July is coming up, which means…

Posted by Karen - May 15th, 2016

Yes, it’s here again – fundraising time… I know you were all waiting for this with bated breath (ha ha).

For the third year running, our family will be doing the Walk for FOP this summer. The date this year is Sunday July 31, 2016, i.e., the Sunday of the August long weekend in Canada. Once again, we’ll be co-hosting this event with Kathleen Degenhardt and her family. Kathleen is a young woman who lives in Saskatchewan, and just like my daughter Miranda, she has fibrodysplasia ossificans progressiva (FOP). Our goal is to raise as much money as we can to benefit the Canadian FOP Network, a Canadian charity which supports research into FOP. We’ll be doing a walk and post-walk picnic in Calgary’s beautiful Baker Park, and we want YOUR donations to our cause!

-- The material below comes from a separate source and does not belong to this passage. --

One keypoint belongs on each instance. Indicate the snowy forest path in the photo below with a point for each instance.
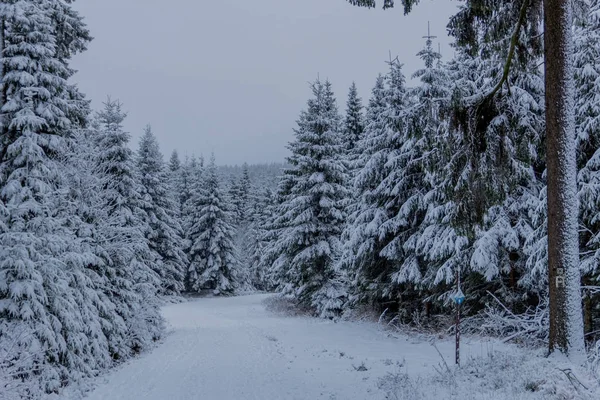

Kathleen and Miranda at last year’s event.

In the off chance you haven’t heard of FOP before, it’s an extremely rare genetic disorder which causes muscles, ligaments, and tendons to become inflamed through “flare-up” of the condition, resulting in swelling, pain, heat, and redness at the affected site. Over the course of a few weeks, tissues within the flare-up site become converted to bone. Random bits and pieces of bone thus accumulate in the body, progressively fusing joints and limiting movement. Flare-ups can happen spontaneously, but can also be caused by trauma to the body – even fairly minor trauma. My daughter Miranda became symptomatic with FOP at age 2, and by age 11, she has FOP bone at or near her spine, shoulders, elbows, both knees, and one ankle, and all of these body parts have some restriction of movement (with some being completely locked). As for Kathleen, she also became symptomatic as a young child when a routine childhood immunization – an intra-muscular injection which her body treated as trauma – caused bone to develop in her leg, and now as a young adult, she copes with FOP bone in numerous parts of her body.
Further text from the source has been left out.